Abstracts

Rationale: CACNA1A, which encodes the voltage-dependent P/Q-type calcium channel subunit alpha-1A, is known to cause spinocerebellar ataxia type 6 (SCA6) and paroxysmal neurological disorders (PND), such as developmental and epileptic encephalopathy (DEE), familial hemiplegic migraine (FHM) and episodic ataxia (EA). With the advancement of next-generation sequencing, more CACNA1A non-expansion variants than expected have been identified in a wide range of PNDs, including paroxysmal dystonia and tremor. Understanding the clinical significance of these variants relies on a comprehensive delineation of the genotype-phenotype correlation. In this study, we reported 13 CACNA1A non-expansion variants, including five novel variants, associated with SCA6 or PNDs. This study expands the phenotypic spectrum of CACNA1A variants and contributes to the determination their pathogenicity.
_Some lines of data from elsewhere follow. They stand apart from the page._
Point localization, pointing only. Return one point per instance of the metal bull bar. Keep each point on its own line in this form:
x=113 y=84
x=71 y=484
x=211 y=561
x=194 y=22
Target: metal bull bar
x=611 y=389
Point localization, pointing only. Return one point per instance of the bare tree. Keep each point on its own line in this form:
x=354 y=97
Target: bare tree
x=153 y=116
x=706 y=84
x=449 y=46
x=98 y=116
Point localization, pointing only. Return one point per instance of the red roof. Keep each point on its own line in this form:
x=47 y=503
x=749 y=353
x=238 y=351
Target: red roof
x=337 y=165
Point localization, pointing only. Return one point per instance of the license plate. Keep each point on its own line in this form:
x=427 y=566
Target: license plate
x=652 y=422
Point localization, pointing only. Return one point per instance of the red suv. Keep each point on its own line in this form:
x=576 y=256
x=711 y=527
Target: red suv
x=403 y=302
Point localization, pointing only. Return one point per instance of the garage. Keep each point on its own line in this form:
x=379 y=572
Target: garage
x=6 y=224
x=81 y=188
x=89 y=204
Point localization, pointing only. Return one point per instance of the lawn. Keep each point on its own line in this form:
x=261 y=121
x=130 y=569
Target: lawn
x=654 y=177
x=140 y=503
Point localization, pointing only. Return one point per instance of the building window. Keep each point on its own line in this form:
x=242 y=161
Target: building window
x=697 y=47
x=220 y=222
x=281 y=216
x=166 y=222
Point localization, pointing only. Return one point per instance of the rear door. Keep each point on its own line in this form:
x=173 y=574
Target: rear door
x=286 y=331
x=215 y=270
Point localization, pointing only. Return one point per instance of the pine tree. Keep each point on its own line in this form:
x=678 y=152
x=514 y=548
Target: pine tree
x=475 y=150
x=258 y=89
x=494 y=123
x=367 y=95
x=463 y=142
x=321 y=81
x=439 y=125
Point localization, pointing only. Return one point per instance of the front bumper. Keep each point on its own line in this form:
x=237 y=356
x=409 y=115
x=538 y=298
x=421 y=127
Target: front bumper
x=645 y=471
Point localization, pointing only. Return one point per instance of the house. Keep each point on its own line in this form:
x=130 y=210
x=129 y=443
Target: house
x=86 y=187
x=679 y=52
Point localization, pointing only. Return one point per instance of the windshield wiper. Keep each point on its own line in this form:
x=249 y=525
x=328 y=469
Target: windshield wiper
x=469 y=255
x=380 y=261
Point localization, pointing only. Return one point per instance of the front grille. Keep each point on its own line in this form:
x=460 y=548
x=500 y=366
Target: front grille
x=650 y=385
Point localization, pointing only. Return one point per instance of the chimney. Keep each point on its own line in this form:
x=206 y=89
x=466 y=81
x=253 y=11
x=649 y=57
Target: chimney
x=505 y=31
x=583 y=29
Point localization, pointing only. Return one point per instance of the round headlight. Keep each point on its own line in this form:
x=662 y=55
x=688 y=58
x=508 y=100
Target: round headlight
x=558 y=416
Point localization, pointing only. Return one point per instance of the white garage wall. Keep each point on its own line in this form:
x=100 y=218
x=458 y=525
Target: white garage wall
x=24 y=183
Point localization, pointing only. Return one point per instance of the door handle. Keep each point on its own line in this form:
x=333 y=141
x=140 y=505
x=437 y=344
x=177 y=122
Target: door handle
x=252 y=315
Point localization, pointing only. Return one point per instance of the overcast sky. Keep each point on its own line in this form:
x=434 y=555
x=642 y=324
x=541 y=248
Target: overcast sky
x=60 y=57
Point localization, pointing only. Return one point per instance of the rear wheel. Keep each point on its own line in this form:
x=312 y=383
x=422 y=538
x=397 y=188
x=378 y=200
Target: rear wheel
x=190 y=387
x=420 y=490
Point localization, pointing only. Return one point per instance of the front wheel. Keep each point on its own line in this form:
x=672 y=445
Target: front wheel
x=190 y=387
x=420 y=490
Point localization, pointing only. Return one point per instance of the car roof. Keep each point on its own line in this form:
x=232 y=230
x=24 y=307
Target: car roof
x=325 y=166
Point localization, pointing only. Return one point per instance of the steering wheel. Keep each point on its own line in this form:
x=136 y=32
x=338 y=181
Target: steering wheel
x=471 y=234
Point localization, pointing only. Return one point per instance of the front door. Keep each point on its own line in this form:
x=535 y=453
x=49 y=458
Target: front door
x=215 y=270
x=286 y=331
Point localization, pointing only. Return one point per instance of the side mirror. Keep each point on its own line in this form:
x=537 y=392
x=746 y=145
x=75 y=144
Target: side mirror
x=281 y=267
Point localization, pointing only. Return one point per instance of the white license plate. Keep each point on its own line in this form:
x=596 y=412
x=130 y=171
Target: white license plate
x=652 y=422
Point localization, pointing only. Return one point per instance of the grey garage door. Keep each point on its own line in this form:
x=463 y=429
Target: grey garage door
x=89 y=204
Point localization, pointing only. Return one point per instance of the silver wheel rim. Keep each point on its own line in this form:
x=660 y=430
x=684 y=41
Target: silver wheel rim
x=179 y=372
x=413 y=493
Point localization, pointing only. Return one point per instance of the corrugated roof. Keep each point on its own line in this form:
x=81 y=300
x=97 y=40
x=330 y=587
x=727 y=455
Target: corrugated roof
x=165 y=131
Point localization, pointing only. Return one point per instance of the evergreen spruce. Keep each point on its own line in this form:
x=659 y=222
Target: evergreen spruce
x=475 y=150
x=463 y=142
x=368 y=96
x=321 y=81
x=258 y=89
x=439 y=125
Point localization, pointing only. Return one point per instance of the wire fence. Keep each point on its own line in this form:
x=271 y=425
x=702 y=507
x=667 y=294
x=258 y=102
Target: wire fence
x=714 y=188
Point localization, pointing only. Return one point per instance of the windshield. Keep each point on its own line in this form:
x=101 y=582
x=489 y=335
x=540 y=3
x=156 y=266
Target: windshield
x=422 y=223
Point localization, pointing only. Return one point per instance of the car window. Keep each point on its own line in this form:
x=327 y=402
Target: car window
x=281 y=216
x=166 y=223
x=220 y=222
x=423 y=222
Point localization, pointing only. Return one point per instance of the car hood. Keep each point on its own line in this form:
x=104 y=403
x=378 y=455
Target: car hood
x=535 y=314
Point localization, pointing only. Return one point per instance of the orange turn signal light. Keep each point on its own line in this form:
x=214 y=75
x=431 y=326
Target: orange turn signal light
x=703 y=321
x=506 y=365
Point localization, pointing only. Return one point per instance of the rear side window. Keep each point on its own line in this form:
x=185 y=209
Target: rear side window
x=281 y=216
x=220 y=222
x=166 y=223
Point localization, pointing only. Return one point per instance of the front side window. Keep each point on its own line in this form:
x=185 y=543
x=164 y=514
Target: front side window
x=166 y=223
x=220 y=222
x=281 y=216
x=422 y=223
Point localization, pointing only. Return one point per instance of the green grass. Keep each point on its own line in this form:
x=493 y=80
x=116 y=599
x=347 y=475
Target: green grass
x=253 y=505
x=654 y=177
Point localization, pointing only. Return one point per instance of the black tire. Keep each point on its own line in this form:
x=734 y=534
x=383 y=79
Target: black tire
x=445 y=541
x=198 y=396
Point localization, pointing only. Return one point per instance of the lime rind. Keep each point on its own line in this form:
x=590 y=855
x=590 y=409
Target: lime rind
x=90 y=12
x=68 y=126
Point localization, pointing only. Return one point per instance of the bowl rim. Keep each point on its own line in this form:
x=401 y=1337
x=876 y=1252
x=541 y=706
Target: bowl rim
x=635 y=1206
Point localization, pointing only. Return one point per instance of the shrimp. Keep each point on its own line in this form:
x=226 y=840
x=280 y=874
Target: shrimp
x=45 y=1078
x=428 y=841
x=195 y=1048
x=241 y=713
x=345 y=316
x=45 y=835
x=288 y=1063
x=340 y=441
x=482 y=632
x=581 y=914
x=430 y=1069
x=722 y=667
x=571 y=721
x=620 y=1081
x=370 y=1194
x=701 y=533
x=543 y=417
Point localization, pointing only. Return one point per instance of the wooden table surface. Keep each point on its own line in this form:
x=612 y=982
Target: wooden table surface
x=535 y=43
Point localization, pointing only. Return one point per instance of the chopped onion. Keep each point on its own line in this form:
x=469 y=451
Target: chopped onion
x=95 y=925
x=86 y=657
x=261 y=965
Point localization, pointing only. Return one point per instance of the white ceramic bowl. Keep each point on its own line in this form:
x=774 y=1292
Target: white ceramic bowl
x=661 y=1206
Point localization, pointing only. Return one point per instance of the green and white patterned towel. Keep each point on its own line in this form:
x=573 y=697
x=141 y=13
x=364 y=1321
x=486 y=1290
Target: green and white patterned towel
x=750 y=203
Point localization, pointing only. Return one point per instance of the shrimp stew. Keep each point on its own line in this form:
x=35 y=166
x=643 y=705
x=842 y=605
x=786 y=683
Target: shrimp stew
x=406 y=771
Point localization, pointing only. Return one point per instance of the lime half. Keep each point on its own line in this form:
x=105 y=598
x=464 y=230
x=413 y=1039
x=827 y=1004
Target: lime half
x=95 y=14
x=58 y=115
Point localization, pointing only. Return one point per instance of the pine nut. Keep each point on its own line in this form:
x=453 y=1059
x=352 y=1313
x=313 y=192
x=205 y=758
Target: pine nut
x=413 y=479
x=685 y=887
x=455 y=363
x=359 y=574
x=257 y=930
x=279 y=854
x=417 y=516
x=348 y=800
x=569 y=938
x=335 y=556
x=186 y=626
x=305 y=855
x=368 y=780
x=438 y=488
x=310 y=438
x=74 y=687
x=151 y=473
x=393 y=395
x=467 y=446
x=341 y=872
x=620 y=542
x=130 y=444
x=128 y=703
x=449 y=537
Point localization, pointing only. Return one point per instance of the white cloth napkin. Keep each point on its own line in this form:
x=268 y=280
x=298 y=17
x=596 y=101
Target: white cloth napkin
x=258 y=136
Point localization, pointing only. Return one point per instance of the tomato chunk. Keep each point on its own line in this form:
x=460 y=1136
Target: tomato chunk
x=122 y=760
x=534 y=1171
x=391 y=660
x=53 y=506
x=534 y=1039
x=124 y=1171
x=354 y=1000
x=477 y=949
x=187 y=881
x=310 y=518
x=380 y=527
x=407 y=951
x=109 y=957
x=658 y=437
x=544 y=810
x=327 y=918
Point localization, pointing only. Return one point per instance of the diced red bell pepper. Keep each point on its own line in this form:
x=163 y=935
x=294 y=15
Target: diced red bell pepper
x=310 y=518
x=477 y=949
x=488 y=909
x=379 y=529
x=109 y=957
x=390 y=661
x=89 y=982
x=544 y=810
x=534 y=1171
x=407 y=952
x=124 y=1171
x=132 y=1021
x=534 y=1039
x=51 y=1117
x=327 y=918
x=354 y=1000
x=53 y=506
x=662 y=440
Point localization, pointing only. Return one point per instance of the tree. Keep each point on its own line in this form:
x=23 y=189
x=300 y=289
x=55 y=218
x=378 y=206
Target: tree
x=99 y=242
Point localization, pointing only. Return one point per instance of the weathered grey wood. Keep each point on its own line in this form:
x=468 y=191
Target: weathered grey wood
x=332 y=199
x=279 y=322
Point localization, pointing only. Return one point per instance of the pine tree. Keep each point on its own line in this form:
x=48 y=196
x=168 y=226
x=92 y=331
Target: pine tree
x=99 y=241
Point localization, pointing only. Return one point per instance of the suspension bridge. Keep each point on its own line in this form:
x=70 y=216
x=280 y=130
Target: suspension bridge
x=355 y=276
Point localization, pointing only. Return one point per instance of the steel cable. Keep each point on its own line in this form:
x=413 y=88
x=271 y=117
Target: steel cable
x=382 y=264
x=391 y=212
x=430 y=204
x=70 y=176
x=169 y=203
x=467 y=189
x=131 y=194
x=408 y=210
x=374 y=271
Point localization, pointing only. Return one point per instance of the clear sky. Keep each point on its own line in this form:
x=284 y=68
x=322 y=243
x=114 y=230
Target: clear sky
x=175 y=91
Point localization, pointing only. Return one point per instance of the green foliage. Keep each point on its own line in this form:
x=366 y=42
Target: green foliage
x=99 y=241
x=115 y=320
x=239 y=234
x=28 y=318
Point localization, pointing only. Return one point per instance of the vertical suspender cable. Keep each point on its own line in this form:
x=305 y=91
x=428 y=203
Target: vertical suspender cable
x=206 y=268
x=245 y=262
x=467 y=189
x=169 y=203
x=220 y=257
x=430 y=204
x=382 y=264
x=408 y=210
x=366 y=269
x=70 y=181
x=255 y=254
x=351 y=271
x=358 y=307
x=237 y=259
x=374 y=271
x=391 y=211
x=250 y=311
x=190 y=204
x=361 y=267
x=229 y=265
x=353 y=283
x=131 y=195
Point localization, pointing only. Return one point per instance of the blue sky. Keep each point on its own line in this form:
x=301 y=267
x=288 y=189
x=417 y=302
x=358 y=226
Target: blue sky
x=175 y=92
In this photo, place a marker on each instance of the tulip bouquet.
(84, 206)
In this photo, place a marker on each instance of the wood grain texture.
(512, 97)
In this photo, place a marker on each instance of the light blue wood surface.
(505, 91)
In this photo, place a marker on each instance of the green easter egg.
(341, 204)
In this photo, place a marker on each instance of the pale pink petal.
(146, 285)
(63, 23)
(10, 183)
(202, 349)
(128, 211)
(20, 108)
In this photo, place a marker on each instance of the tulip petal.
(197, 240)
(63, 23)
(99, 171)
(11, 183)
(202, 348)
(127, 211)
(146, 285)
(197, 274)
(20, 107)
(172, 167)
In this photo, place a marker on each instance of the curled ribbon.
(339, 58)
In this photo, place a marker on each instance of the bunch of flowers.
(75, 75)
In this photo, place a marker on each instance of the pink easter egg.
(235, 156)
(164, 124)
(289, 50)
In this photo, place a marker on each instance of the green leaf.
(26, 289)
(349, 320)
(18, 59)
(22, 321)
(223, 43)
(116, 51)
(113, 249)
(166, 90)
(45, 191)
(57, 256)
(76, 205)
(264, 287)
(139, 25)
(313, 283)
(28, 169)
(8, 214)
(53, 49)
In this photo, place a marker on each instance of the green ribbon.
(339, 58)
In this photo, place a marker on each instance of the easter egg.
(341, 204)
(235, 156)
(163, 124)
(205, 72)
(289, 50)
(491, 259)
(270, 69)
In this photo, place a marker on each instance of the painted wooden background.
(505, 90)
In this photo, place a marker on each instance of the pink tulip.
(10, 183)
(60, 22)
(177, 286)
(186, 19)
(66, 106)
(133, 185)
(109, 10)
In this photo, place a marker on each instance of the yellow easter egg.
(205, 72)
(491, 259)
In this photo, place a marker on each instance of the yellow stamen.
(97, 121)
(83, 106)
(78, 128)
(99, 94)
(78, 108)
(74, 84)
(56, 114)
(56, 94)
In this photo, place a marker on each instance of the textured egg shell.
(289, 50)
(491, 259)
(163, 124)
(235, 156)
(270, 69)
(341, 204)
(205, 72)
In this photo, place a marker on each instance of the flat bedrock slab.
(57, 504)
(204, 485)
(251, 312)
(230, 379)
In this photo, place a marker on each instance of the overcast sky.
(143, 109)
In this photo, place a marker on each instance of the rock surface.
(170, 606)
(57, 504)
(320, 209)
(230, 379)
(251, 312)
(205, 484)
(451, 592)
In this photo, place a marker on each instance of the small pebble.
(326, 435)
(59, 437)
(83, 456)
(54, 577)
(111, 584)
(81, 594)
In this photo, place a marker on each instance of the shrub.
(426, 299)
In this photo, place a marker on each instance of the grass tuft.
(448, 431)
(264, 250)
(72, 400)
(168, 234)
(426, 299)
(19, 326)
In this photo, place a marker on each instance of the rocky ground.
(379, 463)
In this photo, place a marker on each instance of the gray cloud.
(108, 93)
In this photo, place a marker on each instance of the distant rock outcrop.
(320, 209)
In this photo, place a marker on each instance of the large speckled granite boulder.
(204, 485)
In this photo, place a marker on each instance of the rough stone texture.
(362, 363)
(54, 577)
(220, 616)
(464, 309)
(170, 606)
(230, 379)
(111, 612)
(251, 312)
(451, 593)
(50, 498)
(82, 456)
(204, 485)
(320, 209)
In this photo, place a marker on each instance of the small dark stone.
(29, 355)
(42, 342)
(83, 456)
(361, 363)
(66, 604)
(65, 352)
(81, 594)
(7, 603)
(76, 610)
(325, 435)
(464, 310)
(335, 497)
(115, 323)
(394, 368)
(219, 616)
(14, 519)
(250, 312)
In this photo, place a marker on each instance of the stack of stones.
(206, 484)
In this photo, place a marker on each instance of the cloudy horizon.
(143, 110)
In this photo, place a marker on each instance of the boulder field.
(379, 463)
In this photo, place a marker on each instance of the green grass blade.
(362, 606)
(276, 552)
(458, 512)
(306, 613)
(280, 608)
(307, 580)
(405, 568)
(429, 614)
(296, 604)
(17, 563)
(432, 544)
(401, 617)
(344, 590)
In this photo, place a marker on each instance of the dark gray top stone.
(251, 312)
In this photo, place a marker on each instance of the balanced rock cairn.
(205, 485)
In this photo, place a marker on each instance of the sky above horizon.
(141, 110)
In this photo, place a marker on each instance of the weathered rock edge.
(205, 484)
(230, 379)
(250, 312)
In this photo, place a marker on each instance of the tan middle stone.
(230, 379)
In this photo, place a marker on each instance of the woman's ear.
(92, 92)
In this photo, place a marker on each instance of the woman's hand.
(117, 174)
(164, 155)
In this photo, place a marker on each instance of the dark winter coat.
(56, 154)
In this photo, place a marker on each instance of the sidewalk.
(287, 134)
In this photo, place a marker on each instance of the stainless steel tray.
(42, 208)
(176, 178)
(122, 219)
Methods: Ninety-three unrelated patients with molecularly unassigned spinocerebellar ataxia (after exclusion of CAG repeat expansion), and 192 unrelated patients diagnosed as idiopathic epilepsy, paroxysmal kinesigenic dyskinesia (PKD), EA or FHM, were submitted for whole exome sequencing. The diagnoses were reviewed by senior neurologists at the Neurological Institute of Taipei Veterans General Hospital. For the identified genomic variations, Sanger sequencing was performed for validation, and intrafamilial segregation was conducted if family members were available.


Results: A total of 13 CACNA1A variants were identified from 13 unrelated probands, including 5 novel variants (p.Gln735Arg, p.Lys837fsX, p.Met1886Ile, p.Ala1957Ser, p.Glu2200Lys), 5 pathogenic variants (p.Arg279Cys, p.Cys287Tyr, p.Arg582Gln, p.Gln680fsX, p.Val1392Met) , and 3 variants of uncertain significance (p.Gly636Ser, p.Arg2154Trp, c.6545-4C >T). p.Gln735Arg, p.Val1392Met, p.Met1886Ile, p.Ala1957Ser, and p.Arg2154Trp were identified from patient of idiopathic epilepsy with a mean onset age of 2.25 years. All the patients had drug-resistant epilepsy, but only one had developmental delay. Four were detected in patients of other PNDs with a mean onset at 17.25 years old: p.Cys287Tyr in EA, p.Gly636Ser in FHM, and p.Glu2200Lys and c.6545-4C >T in PKD. p.Arg279Cys, p.Arg582Gln, p.Gln680fsX, and p.Lys837fsX were identified from SCA6 patients with a mean onset at 30.25 years old.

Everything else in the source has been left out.